Saturday, 7 April 2012

A town like Foz, you might say

We have been on site for nearly a week now so we have seen a bit of Foz. Strange little town. Started out it seems as a port, taking advantage of a natural small ria. It celebrates little else in produce terms except that it served the famous camino, although it is a few kilometres off the route. This was one of the pilgrims' roads to Compostela and thus into the arms of the reliquary and sanctuary of St James, Santiago . But where else around here is not?
In reality the road to Compostela starts from many places and it is the one from Britain and France that commands our attention. The thrilling bit is the Pyrenees - they have to be crossed somewhere and many came over the high pass at Roncevalles. We have stood there and admired their grit. After that the routes vary but many came along the coast perhaps as far as here. After that it was across Galicia to the shrine which is south west of centre. So we too are, inadvertently, following much the same route.
Foz thus fed and hosted the travellers, weary by now but maybe starting to feel hope. And they would have fed them fish and provided the salted variety for their onward journey.
But Foz must have fallen on hard times more than once. The stream of pilgrims dried up many time and in the early 20th century fell to a trickle and Foz is not a natural tourist detsination - tourists of course being the modern evocation of the pilgrim; the one in search of salvation, the other in search of diversion or elevation. Foz offers little of either and today less so than in the past. Though it seks to show it has one - everywhere are splendid displays of large print pictures from their mid 2oth century past.
But the old charms have been swept away in that wholesale manner found all over the Costas - this is course is the Costa Verde (so how do you think it got so green....). Some of the replacements are in style - galleried and balconeyed and if a bit OTT at least done with bravura. The rest come in two forms - truly boring or truly ugly. And some are truly never going to be finished - the recession has stopped almost all work.
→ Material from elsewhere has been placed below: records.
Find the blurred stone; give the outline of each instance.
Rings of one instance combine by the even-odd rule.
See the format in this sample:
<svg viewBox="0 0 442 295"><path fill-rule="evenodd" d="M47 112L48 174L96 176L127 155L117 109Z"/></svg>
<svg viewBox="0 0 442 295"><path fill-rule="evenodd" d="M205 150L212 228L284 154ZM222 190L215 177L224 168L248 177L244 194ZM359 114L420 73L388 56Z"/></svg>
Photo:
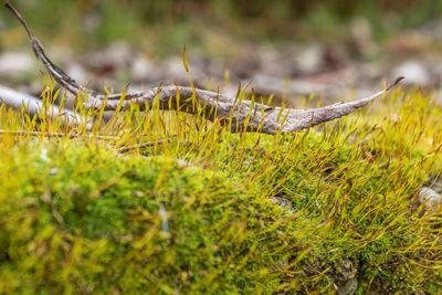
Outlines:
<svg viewBox="0 0 442 295"><path fill-rule="evenodd" d="M98 71L101 74L116 70L128 69L133 62L134 52L126 42L115 42L104 50L90 53L86 66Z"/></svg>
<svg viewBox="0 0 442 295"><path fill-rule="evenodd" d="M9 77L35 71L35 59L28 53L7 52L0 55L0 76Z"/></svg>
<svg viewBox="0 0 442 295"><path fill-rule="evenodd" d="M393 70L393 76L404 76L403 84L427 86L431 78L425 66L418 61L408 61Z"/></svg>
<svg viewBox="0 0 442 295"><path fill-rule="evenodd" d="M372 40L371 27L366 18L357 18L350 24L351 41L362 56L373 56L377 49Z"/></svg>
<svg viewBox="0 0 442 295"><path fill-rule="evenodd" d="M418 199L415 200L415 207L423 206L423 209L419 212L419 215L423 215L427 211L435 211L442 201L442 196L435 192L429 187L423 187L419 191Z"/></svg>
<svg viewBox="0 0 442 295"><path fill-rule="evenodd" d="M130 66L130 72L131 72L131 78L135 81L151 81L151 78L148 78L151 75L155 75L156 73L156 66L146 57L138 55L134 59L131 66Z"/></svg>
<svg viewBox="0 0 442 295"><path fill-rule="evenodd" d="M304 74L315 73L322 67L324 48L312 45L301 51L296 57L296 64Z"/></svg>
But Foz, which may have allowed too much development within has been wiser without. As I have said already, along the charming coast nothing has been allowed closer than 100 metres from the cliff edge. Along the cliff edge of several kilometres and many sandy bays is a superb promenade with lots of parking and picnic spots. And behind that a slightly too narrow road that, as a result, is its own speed bump.
The supermarket has not totally hit Spain as it has elsewhere so hypermarkets are rare. But smaller supermercados are many and of different proprietorship generally. Mercadona is here and we have seen El Arbo but the rest are unfamiliar and thus more varied. They have however proliferated to the cost of the smaller shops so few traditional butchers, fish shops etc remain. And the markets, as elsewhere in Europe, are increasingly just cheap clothes. Sad really.
Drove west yesterday (5th) seeing some nice little harbours and an amazing aluminium works and mines on a promotory. And then tried to visit Viveiro, reputedly still some medieval walls, gates etc. No idea as the traffic jam left us 30 minutes in the queue before we gave up and turned round! We'll try again. Bet it wasn't like this in the days of the Camino de Santiago!